Würde man nun wie es oft genug geschieht, diesen Vorgang als Individualismus bezeichnen, hätte man ebenso nichts anderes bezeichnet, als die Chance der Vererbung durch gattungsspezifisches Verhalten, also etwas konträr Verschiedenes zum Individualismus als sozialpschychologische und kulturelle Disposition.

Wenn wir in diesem Zusammenhag von sozialpsychologischen und kulturellen Dispositionen2 sprechen, dann bestimmen wir damit keine „Persönlichkeitseigenschaften“ als eine Art Anlage zu einer immer wieder auftretenden Verhaltensbereitschaft noch eine schicksalhafte oder ‚dispositio omnipotens‘. Wir bestimmen Dispositionen schlicht als soziale, psychologische oder kulturelle Ermöglichungsform, also etwas, was die Bedingung dafür, das etwas möglich ist, in sozialen, kulturellen oder psychologischen Realitäten hat, auch, um den Unterschied zu Restriktionen klar zu markieren, die in allen diesen Zusammenhängen auftauchen können und defacto auch präsent sind. Wenn wir von Dispositionen in ökonomischen Kontexten sprechen, dann greifen wir auf die Arbeiten von Erich Kosiol (1962)3 zurück, der den sinnvollen und weitreicheden Unterschied zwischen zweckgerichteten Handlungen in „Strukturierung“ und „Disposition“ auf Unternehmensebene herausgearbeitet hat, wobei er die Grenzen zwischen Organisation, Planung, Disposition und Improvisation, die unter dem Oberbegriff „Ordnung“ zusammengefasst werden können, als fließend betrachtete. Wir pointieren dabei weniger die Tatsache, dass die Grenzen zwischen Disposition im Sinne von planbarer Tätigkeit und Organisationsstruktur, die die Planung gleichsam restriktiv behandelt, allein schon, weil jede Organisation auch einen hohen Grad an Nachvollziehbarkeit und Kontrolle von Entscheidungen und Verantwortlichkeiten beinhaltet. Wir weisen vielmehr darauf hin, dass jedes Unternehmen wie auch jeder Markt asymmetrische Strukturen und Prozesse4 aufweist, aus denen heraus sich beide, Unternehmen wie Märkte, besser verstehen lassen, als durch phantasievolle Gleichgewichte.

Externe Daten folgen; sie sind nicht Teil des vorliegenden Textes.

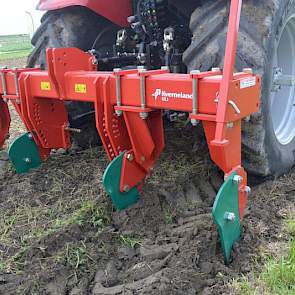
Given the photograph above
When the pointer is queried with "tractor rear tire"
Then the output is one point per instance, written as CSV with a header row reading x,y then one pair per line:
x,y
269,136
74,27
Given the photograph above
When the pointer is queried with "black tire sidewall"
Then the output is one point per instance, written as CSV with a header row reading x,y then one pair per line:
x,y
280,157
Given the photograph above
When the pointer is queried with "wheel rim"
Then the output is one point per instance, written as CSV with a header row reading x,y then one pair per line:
x,y
282,103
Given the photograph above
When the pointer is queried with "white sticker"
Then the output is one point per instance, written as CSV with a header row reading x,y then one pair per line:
x,y
249,82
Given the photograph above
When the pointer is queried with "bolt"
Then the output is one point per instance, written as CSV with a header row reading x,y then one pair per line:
x,y
143,115
248,71
229,216
165,68
215,70
126,188
141,69
195,72
238,179
194,122
247,119
119,113
116,70
230,125
130,157
247,190
28,160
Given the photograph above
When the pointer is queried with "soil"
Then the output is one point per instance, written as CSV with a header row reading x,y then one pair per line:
x,y
59,234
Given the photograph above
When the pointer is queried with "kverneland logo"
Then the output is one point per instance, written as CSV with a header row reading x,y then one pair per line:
x,y
165,95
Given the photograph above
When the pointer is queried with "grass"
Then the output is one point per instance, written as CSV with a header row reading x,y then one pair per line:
x,y
14,54
278,273
90,213
14,46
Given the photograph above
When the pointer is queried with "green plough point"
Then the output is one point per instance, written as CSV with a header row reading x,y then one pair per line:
x,y
24,154
111,183
226,216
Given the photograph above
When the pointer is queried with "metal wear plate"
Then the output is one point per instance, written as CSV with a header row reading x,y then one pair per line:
x,y
24,154
226,215
111,182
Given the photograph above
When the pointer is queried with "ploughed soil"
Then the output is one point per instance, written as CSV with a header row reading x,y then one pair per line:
x,y
60,235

Auch wenn unter betrieblicher Disposition heute durch Digitalisierung betrieblicher Abläufe und Prozesse neue Formen der betrieblichen Organisation und teilweise auch neue Formen angegliederter Geschäftsbereiche- und modelle entstehen, hat die betriebliche Disposition nicht an Aktualität verloren; im Gegenteil. Durch die anfallenden Datenmengen und Auswertungsmöglichkeiten wird dem neoklassischen Wirtschaftssubjekt sozusagen der Boden unter den schwachen Beinchen entzogen. Insofern er Akteur im betrieblichen Ablauf ist, erschüttert Big Data seine Funktion zwischen Informationen und Prognosen. Die Diskrepanz zwischen der klassischen Informationsverarbeitung und der Prognosemöglichkeit aus moderner, digitaler Datenverarbeitung ist bereits heute so groß, dass dahinter der angestammte Akteur, der Disponent auf allen betrieblichen Ebenen bald verschwunden sein wird. Aber was bzw. wer kommt danach?
Aber auch für den Konsumenten, unseren homo oeconomicus bedeutet das, dass zwischen dem neoklassischen Wirtschaftsubjekt und dem empirischen Kaufverhalten dieses Dispositiv Big Data implementiert wird, so dass er seinen eh‘ schon geringen Residualstatus sogar noch zu verlierén droht an ein neues „Wirtschaftssubjekt“, etwas unbeholfen noch Digitalisierung und in noch schmahafter Euphorie KI – Künstliche Intelligenz – genannt. Noch ist die Scham das Ergebnis nicht eingelöster Versprechen; bis heute. Mit den Siegeszügen der Künstlichen Intelligenz, also mit der Kommodifizierung menschlichen Denkens, die heute noch im maschinellen Lernen in den Kinderschuhen steckt, mithin also noch in der peinlich überholten Industrialisierung menschlicher Intelligenz und Kommunikation auf digitaler Prozessbasis steckt, wird aber zunehmend diese „Scham“ verschwinden und die Schar der stolzen Apologeten der drastischen Effizienzsprünge durch Digitaliserung immer lauter.
Diese Vorstellung dreht einem nicht nur den Magen um. Das ginge ja noch und wäre auch einfach los zu werden. Es verrückt den Verstand. Und das ist erheblicher.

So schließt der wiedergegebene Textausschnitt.